Thursday, August 12, 2021

Backstory Guestblog, with Liz Milliron

Craft: How do you deal with backstory? How much do you need, and where do you put it? How do you know what to leave in, and what to take out?

Catriona writes: Ask me how tough it was to have a guest this week and so miss the chance to answer this question myself? Zero tough. My answer was "Oh Lord, I dunno". Now ask how tough it was to be welcoming Liz Milliron back to Criminal Acres? Negative tough. Runny honey. Raw meringue. 

Liz is a writer of  two very distinct series with the same gritty sensibility: the Laurel Highlands Mysteries are set in the reality (not the idyll) of rural Pennsylvania, where shut coalmines, thriving meth labs, rampant wildfires and flash flooding serve as the background to the cases that challenge state trooper, Jim Duncan, and Sally Castle, the assistant PD of Lafayette County. In the Homefront Mysteries, Betty Ahern is working for the war effort at Bell Airplane in Buffalo and solving crimes in her blue-collar neighbourhood, helped by a tight crew of good friends.  I'm a big fan of both, and of Liz too. Liz, take it away!


Liz writes: Thanks, Catriona, for giving me a guest spot on the blog today. It’s always fun when I get to step “in front of the camera,” as it were.

Ah, backstory. We all have one. You, me, your next-door-neighbor, the characters in your favorite book. The question is not whether we have a backstory, it’s if we tell that story, how, and when.

Think about real-life. When you meet someone at a cocktail party, you don’t start the conversation with “Hi, I’m Liz. Let me tell you about every single thing in my life from birth until this morning.” (Athough the thought that someone might is what keeps the question of party attendance on a knife edge! CMcP) First, that would take forever. Especially if birth was, um, a while ago. Second, it’s a snooze and would probably send your newfound companion running for the bar before you got past the stories of kindergarten.

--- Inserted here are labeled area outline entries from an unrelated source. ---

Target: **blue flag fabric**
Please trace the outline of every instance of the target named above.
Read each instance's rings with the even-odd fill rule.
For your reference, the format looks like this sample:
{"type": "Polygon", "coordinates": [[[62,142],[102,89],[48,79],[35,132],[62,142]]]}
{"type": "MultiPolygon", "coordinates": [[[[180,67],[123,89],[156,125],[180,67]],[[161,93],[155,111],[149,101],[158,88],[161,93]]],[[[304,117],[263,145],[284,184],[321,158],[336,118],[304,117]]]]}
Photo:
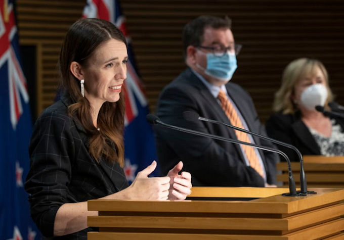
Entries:
{"type": "Polygon", "coordinates": [[[34,240],[38,230],[24,189],[32,127],[14,3],[0,0],[0,240],[34,240]]]}
{"type": "MultiPolygon", "coordinates": [[[[126,38],[129,61],[127,64],[127,78],[122,89],[126,107],[124,170],[130,183],[138,171],[156,160],[156,153],[153,130],[146,121],[146,115],[149,113],[147,102],[135,64],[125,19],[122,14],[119,1],[114,0],[87,0],[82,16],[111,22],[126,38]]],[[[152,176],[158,175],[158,172],[156,169],[152,176]]]]}

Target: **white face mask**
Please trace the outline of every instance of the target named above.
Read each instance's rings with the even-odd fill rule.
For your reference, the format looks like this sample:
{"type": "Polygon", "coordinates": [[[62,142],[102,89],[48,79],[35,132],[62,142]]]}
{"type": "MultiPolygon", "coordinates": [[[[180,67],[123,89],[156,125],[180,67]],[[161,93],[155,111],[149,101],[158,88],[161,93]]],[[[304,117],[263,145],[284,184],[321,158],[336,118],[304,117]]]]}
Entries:
{"type": "Polygon", "coordinates": [[[315,106],[323,107],[327,99],[327,89],[324,85],[312,85],[301,93],[301,104],[309,110],[315,110],[315,106]]]}

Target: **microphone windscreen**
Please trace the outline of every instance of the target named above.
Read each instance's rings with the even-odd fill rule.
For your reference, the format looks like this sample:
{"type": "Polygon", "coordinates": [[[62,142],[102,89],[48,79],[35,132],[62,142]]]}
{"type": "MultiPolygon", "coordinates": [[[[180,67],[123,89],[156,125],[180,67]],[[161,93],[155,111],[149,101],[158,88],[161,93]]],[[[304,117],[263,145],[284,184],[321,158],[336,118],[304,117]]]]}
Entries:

It’s not much different for books. Think about it. If every time a new character is introduced, the author treats you, the reader, to paragraphs of information about the person’s life, well, you probably won’t keep reading. I know I won’t. I’ll skip, skip, skip until I get back to the story. And that’s if I’m feeling generous. Remember Elmore Leonard’s rule? “Try to leave out the part that readers tend to skip.” Yeah, that’s backstory.

But you can’t ignore it entirely. You didn’t spring into being this morning and neither did the protagonist in your favorite series. So how do I, as an author, balance the two?

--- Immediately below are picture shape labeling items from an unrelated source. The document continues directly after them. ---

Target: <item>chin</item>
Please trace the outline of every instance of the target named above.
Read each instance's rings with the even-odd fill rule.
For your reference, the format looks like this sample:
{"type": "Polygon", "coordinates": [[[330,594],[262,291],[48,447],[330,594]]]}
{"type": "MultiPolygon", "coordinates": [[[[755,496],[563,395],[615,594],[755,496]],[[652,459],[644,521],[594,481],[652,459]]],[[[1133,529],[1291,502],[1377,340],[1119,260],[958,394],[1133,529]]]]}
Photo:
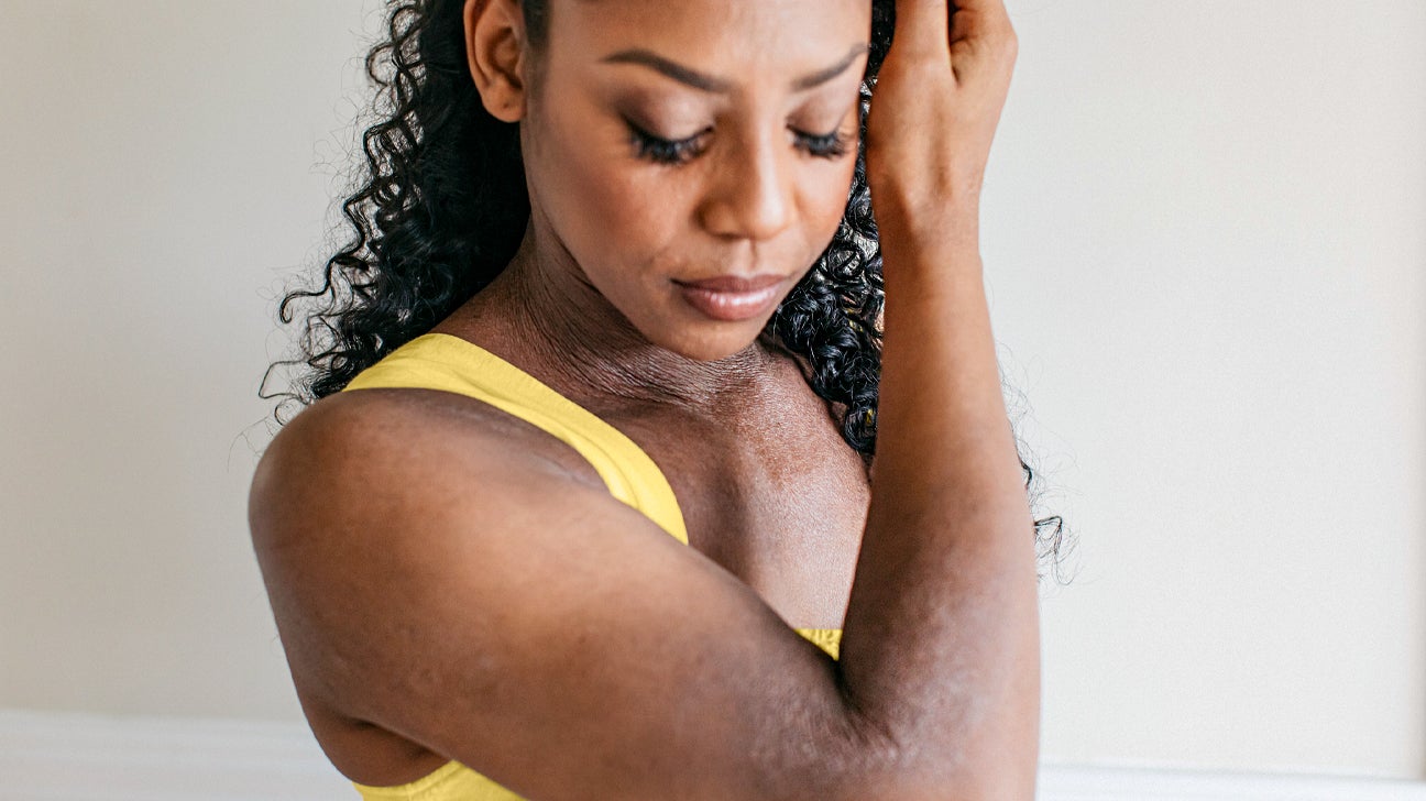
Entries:
{"type": "MultiPolygon", "coordinates": [[[[670,336],[653,339],[667,351],[696,362],[717,362],[736,356],[757,343],[763,334],[766,319],[752,319],[746,322],[684,325],[672,331],[670,336]]],[[[650,338],[652,339],[652,338],[650,338]]]]}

First, I decide if the information is relevant. Do you really need to know that I got my shoelace caught in an escalator at age six and it gave me a lifelong dislike of moving staircases? Well, you might – if we’re standing at the foot of an escalator, that’s the only way to get to the second floor, and I refuse to go up. (See what I did there?)

Second, when do you need to know this? Probably not when we first meet. But it would be helpful to know the reason for my refusal to move if we’re at the bottom of the escalator and we’re going to be late if we don’t get upstairs.

Most authors will tell you they know all about their characters and their backstories. Most of the time it never gets used. But an author never knows. For example, Jim Duncan got into a fight in high school with the class bully. I knew about this because it informed his character. But I never planned on putting this into a novel – until one day he sat down to talk to his young trainee about why he chose law enforcement and the story came out.

In essence, I think backstory is like salt and pepper. When you sprinkle just enough, and exactly when you need it, it enhances the tale. A savvy author will dribble bits of backstory throughout the novel. Maybe it’s a scrap of dialog. Maybe through an unspoken thought. Or perhaps an emotional reaction.

So do I love backstory? Absolutely. I want to know the characters on the page, I want to feel they are real people, and I want to connect with them.

But please. Spare me the paragraphs of narrative history. Or else you just might find me making excuses to leave and get another drink.


Liz Milliron is the author of The Laurel Highlands Mysteries series, set in the scenic Laurel Highlands of Southwestern Pennsylvania, and The Home Front Mysteries, set in Buffalo, NY during the early years of World War II. She is a member of Sisters in Crime, Pennwriters, and International Thriller Writers. Now an empty-nester, Liz lives outside Pittsburgh with her husband and a retired-racer greyhound. http://lizmilliron.com

About Harm not the Earth

When Southwest Pennsylvania’s summer rains flood the Casselman River, State Police Trooper Jim Duncan finds a John Doe body in what is initially believed to be a tragic accident. 

Meanwhile, Assistant Public Defender Sally Castle is approached by an abused woman who is accused of murdering her abuser.

As their separate cases become intertwined, Jim and Sally struggle to determine if their new paths can be traveled together . . .

2 comments:

Catriona McPherson said...

Welcome, Liz! Lovely to have you here. That's the perfect metaphor for caution with back story (and cocktail parties). Cx

Liz Milliron said...

Thanks for having me Catriona. And thank you for the lovely compliments.